Type II includes people who manifest an obsessive-compulsive devotion to religion. While most Jerusalem syndrome sufferers contract it individually, people with a Type II diagnosis usually come to Israel in groups and manifest symptoms as a group. They can be seen at holy sites praying, preaching, or chanting in a demonstrative or exaggerated manner. Disinterested bystanders may perceive them as religious extremists (Poleszczyk & Święcicki, 2013).

Type III is made up of people without significant psychological problems and with stable lives. They typically arrive in Jerusalem as ordinary tourists without any preconceived agenda or excessive devotion. They fall victim gradually – first, by becoming awed, then anxious, then obsessive, and so on until they lapse into religious mania and delusions (Poleszczyk & Święcicki, 2013).
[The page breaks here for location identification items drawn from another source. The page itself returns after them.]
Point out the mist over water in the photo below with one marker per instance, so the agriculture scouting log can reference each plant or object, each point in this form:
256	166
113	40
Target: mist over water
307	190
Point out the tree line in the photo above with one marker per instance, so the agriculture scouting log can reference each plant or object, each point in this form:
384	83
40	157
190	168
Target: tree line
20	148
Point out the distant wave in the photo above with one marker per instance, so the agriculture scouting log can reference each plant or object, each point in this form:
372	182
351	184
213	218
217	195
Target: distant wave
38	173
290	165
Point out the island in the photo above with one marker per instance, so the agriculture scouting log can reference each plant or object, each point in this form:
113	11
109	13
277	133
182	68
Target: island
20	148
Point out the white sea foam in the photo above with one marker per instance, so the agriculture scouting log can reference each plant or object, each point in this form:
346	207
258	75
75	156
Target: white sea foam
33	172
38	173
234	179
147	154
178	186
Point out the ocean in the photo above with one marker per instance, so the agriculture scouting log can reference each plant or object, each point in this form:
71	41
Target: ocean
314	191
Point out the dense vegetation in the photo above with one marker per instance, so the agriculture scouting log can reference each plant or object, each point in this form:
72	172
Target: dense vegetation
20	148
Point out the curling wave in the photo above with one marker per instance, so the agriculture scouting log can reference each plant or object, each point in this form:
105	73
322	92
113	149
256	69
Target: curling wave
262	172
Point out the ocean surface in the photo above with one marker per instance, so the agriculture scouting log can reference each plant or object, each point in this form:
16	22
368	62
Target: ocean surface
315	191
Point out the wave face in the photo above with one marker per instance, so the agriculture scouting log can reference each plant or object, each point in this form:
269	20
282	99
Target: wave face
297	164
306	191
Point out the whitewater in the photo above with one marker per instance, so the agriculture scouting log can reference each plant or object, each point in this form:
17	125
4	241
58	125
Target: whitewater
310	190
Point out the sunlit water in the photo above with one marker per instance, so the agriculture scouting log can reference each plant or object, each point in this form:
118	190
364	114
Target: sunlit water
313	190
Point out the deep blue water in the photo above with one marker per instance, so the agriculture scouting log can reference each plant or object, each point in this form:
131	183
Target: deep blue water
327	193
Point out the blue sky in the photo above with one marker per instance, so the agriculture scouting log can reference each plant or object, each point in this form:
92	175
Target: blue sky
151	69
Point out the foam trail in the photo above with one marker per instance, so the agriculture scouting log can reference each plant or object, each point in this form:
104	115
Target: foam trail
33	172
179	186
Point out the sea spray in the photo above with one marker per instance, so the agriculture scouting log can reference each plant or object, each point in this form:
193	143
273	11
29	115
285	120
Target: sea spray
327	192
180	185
  • A 62-year-old woman and her husband arrived from Poland with a tour group. Shortly after arriving she began displaying bizarre delusions and behaviors. She licked floors and flagellated herself, claiming to be demon-possessed. At a religious site she offered water to strangers, telling them it was wine. She had experienced a brief psychotic episode 20 years earlier, but since then had led a normal and productive life (Poleszczyk & Święcicki, 2013).
  • A 25-year-old American man underwent a religious conversion after watching a TV evangelist. As months passed, he became increasingly fervent in his religious beliefs. After two years, he became convinced that God wanted him to commit the penultimate act of religious sacrifice — self-castration. He further believed that it was important for him to accomplish the genital excision in Jerusalem. He visited the city with the intention of exploring various holy sites and then removing his reproductive parts. As he attempted the bloody deed, a friend intervened and stopped the castration, but a visit to the emergency room was still necessary. From there he was discharged to a psychiatric ward. (Zislin, Katz & Raskin, 2002).
  • A 35-year-old man from the United States joined a church, whereupon someone there told him that “God had called him.” He interpreted this to mean that he had been tasked with a divine mission. After praying and reading the Bible for a time, he claimed to have experienced visions. Based on these visions, he decided to go to Jerusalem and “raise Hebrews from the dead as Jesus did.” He remained in the city for six years, never achieving any resurrections. During that time he became more reclusive and his religious beliefs became more eccentric and divergent from mainstream Christianity (van der Haven, 2008.).

Psychosis Essential Reads

The recent and ongoing conflict between Israel and Palestine has focused the world’s attention on that troubled region. Especially at this time of year, when aspirations for peace and goodwill permeate our traditions and rituals, it’s worthwhile to remember the common reverence that Jerusalem holds for Jews, Christians, and Muslims alike. For some, it holds so much reverence that devotion gives way to delusions.